Story and Photo by Ken Krayeske • 11:45 PM EST

The professor of pot, Lester Grinspoon, M.D. pauses to think in his basement office in Wellesley, Mass., when I interviewed him for the March 2002 High Times.
Dr. Lester Grinspoon started his journey by dropping out of high school his senior year in 1947. His younger brother Martin had just died. Lester lasted 14 months in the quasi-military Merchant Marine before attending college.
Tufts University bestowed Grinspoon with magna cum laude honors upon his 1951 graduation. After finishing medical school in 1955 with more Latin honors, he labored in futility for two years in Los Angeles looking to cure a type of cancer.
His return home in 1958 to the Massachusetts Mental Health Center established his legacy. Grinspoon prescribed lithium carbonate for bipolar disorder for the first time in America. European and Australian doctors used lithium for years before, Grinspoon says. Why?
"Lithium is a metal. It's in the periodic table. No patent, no money," he says, with a tangible disgust of the pharmaceutical industry's greed.
Upon learning of lithium's effectiveness, Grinspoon had the Kenmore Pharmacy package lithium carbonate in 400 mg pills. "I gave it to a patient with bipolar disorder and it was remarkable," he says. Years later, he won an Orphan Drug Award, which allowed Smith Klein and French to produce it exclusively at a profit.
Throughout the early 1960s, Grinspoon championed the rights of the mentally ill. Former Massachusetts governor and 1988 Democratic presidential candidate Michael Dukakis knew Grinspoon and Betsy from her days at Swarthmore College.
Grinspoon loves to talk about how he once saw Dukakis, dressed to the nines, walking to work by the banks of the Charles River and picking up litter.
Dukakis - who says he is re-examining his views of the drug war after watching Steven Soderbergh's Traffic - remembers Grinspoon from public television's "The Advocate Show" in the early 1970s. Dukakis took note of Grinspoon's fight to keep mental hospitals open.
"Lester has been one of the great leaders in mental health in the state, particularly in children's services," the three-term Bay state governor says. "It distinguishes him in my mind."
Grinspoon's overriding concern for youth led him to marijuana. In 1967, he stumbled upon two months while waiting for his co-authors to finish a book on schizophrenia. Grinspoon seized the time to research hemp's hazards.
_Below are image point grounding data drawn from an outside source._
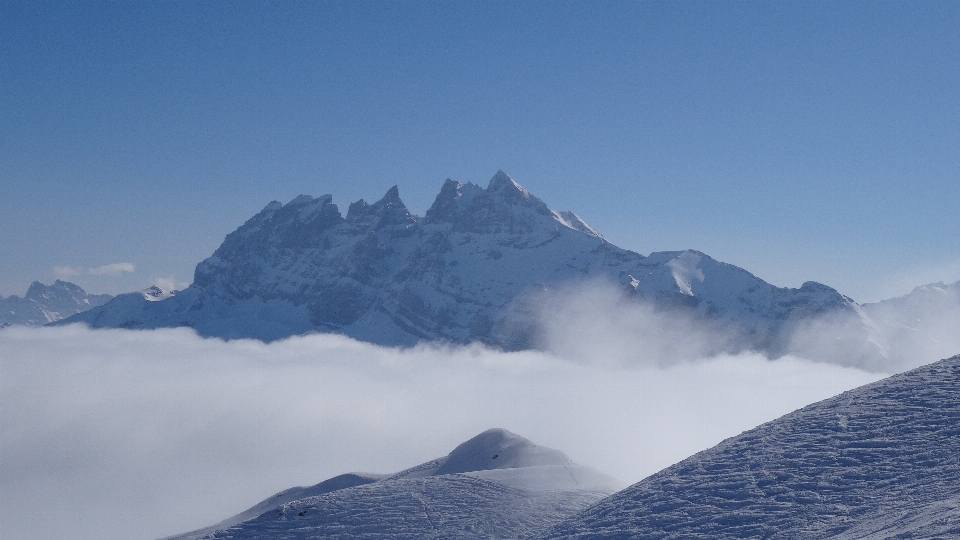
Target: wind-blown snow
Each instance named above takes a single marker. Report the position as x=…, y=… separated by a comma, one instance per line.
x=118, y=434
x=497, y=484
x=877, y=462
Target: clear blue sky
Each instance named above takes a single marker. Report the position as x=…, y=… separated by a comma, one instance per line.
x=799, y=140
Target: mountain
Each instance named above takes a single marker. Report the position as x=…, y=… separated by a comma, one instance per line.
x=877, y=462
x=495, y=485
x=475, y=267
x=924, y=323
x=48, y=303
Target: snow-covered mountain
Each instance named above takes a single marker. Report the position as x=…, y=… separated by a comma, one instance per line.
x=48, y=303
x=472, y=269
x=877, y=462
x=495, y=485
x=922, y=324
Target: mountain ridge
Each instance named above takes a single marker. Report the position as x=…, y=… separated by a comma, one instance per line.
x=469, y=270
x=43, y=304
x=496, y=484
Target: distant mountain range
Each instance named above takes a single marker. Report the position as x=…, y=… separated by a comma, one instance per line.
x=476, y=267
x=495, y=485
x=47, y=303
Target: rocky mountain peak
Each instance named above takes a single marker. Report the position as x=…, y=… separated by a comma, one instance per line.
x=388, y=211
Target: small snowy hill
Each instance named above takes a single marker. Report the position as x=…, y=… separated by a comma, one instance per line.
x=496, y=485
x=48, y=303
x=881, y=461
x=469, y=270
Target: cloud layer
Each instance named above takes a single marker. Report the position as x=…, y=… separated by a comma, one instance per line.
x=137, y=435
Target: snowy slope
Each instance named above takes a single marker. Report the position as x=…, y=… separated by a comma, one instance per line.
x=923, y=324
x=48, y=303
x=880, y=461
x=469, y=270
x=496, y=485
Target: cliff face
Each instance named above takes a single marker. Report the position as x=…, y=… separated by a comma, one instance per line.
x=469, y=270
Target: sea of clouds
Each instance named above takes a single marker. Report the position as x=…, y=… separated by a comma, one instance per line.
x=110, y=434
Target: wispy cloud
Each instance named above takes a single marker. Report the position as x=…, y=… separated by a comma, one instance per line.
x=180, y=432
x=64, y=272
x=114, y=269
x=109, y=270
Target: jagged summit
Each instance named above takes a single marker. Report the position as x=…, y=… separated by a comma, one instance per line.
x=467, y=271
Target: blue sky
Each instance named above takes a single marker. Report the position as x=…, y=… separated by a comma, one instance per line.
x=799, y=140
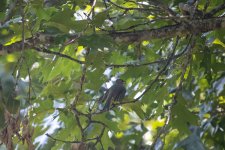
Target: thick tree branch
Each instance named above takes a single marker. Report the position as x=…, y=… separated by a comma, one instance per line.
x=181, y=29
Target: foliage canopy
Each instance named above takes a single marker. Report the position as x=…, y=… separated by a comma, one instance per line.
x=59, y=56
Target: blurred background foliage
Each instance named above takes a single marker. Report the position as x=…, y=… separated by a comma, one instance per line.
x=67, y=44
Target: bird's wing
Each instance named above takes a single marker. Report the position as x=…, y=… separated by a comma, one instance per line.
x=103, y=97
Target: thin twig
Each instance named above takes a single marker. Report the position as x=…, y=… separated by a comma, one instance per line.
x=58, y=54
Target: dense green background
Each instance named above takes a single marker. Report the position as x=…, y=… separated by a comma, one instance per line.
x=54, y=53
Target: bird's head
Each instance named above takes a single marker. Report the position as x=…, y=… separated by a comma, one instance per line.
x=120, y=81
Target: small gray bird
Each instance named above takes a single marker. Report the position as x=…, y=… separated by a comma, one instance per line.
x=115, y=93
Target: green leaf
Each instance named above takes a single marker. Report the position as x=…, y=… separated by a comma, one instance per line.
x=100, y=18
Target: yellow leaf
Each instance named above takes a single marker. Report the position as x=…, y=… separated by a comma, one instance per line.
x=11, y=58
x=217, y=41
x=119, y=135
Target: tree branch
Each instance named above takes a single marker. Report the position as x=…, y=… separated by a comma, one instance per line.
x=195, y=26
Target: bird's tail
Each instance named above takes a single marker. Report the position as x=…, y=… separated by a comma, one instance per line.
x=107, y=105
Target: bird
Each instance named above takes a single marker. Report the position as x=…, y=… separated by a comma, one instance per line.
x=115, y=93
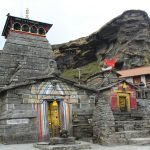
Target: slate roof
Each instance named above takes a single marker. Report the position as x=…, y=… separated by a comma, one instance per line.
x=134, y=72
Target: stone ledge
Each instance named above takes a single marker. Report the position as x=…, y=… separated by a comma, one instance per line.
x=77, y=146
"I thought maybe some of those foolish young kids would listen to an objective assessment of what was known about this," Grinspoon says, "and stop using this terrible, dangerous drug. Can you imagine what I experienced as I read this stuff and then when I started to work for three years on Marihuana Reconsidered and began to appreciate how brainwashed I had been mainly by the U.S. government?"
As a physician, Grinspoon realized he unwittingly spread disinformation. "That was an extraordinary experience for me," he says. Confronted by this reality, Grinspoon let his conscience - shaped by his father - dictate his actions.
"My father was a lawyer who hated the chicanery of law," Grinspoon says. "He felt that you couldn't be an honest man at least in the way that he could practice law in Boston."
So Grinspoon's father took an honest job - police officer.